If it is, then end the previous and start the next and restart the counter.

*/

if ($count % 5 == 0) {

echo "</tr><tr>"; $count = 0;

}

echo '<td><input name="subject_level[]" type="checkbox" id="'.$data['subject_level_id'].'" value="'.$data['subject_level_id'].'"/>';

echo '<label for="'.$data['subject_name'].'">'.$data['subject_name'].'</label></td>';

$count++; //Increment the count

}

echo '</tr></table><br/><br/>'; //Close your last row and your table, outside the loop

 

mysqli_close($dbc);

?>

[gskurski]

This might not matter, but I thought the proper syntax for mysql_query was:

$sql = "SELECT * FROM table";

$result = mysql_query($sql, $connection);

 

You have the connection listed first and then then sql string. Perhaps that is causing a problem?

[OldWest]

IGNORE my last post!

[revraz]

He is using mysqli

 

Did you echo $sql to make sure you are getting a result?

[genzedu777]

Hi revraz,

 

How do I echo $sql? I have tried, but it doesn't work. From what you see, in terms of my INNER JOIN code, did I structure it correctly? Thanks

 

<?php

 

$query = "SELECT sl.subject_level_id, sl.level_id, sl.subject_id, tl.name AS level_name, ts.name AS subject_name " .
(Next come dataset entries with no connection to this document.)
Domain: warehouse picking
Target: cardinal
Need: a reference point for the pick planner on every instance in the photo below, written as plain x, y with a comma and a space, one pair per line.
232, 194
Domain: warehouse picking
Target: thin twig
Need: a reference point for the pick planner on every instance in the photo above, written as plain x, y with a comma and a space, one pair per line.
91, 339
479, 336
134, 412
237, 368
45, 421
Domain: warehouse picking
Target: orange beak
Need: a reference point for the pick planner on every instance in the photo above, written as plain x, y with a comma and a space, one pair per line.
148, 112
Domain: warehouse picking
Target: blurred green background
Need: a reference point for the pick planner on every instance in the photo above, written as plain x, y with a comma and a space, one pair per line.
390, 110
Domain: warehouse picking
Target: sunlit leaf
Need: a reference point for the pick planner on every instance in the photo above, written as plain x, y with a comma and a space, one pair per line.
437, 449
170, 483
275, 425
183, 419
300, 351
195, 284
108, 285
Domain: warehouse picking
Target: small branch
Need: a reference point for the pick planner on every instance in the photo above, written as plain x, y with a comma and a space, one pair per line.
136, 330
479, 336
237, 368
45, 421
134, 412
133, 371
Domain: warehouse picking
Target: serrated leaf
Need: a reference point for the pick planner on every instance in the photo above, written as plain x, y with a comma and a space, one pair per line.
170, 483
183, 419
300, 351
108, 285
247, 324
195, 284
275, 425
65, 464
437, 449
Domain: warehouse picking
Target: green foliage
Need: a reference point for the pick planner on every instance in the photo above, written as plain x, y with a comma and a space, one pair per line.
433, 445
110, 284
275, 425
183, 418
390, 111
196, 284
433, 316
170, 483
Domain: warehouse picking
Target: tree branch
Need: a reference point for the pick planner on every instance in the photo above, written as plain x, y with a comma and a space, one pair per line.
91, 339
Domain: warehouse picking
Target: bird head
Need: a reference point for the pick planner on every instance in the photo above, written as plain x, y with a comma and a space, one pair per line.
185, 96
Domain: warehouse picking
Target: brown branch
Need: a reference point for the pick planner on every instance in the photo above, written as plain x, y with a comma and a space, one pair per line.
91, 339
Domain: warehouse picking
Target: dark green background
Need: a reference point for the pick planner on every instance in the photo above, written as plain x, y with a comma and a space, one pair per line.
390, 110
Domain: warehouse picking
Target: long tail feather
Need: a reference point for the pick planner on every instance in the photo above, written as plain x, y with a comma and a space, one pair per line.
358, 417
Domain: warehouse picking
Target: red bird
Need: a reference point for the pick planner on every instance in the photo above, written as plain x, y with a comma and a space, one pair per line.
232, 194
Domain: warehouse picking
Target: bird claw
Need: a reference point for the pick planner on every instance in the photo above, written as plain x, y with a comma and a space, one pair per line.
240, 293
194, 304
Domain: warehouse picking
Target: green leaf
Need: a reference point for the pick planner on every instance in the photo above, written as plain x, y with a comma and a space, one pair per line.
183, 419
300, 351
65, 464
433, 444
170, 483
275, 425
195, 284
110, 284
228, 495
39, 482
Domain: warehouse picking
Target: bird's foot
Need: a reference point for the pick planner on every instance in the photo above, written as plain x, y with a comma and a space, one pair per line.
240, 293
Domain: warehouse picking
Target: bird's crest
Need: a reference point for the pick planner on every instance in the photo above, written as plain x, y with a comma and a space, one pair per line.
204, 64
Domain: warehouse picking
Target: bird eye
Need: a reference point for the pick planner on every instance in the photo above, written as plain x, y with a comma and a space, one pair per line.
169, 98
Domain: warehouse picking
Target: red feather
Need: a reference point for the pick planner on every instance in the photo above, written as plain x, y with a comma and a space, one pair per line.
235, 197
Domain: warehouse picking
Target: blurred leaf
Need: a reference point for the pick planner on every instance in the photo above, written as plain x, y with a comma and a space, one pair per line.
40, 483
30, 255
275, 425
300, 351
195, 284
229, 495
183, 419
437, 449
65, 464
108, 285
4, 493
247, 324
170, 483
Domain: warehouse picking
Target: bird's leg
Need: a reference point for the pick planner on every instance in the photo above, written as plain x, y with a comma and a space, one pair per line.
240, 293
    "FROM tutor_subject_level AS sl " .

    "INNER JOIN tutor_level AS tl USING (level_id) " .

    "INNER JOIN tutor_subject AS ts USING (subject_id) ";

  $sql = mysqli_query($dbc, $query);

  echo '$sql';

 

?>

[revraz]

The query looks fine.  Put a die or exit after the echo so the code stops and you can see the value.  And you want to use

echo $sql; without single quotes.  Single quotes prints the variable name, not it's contents.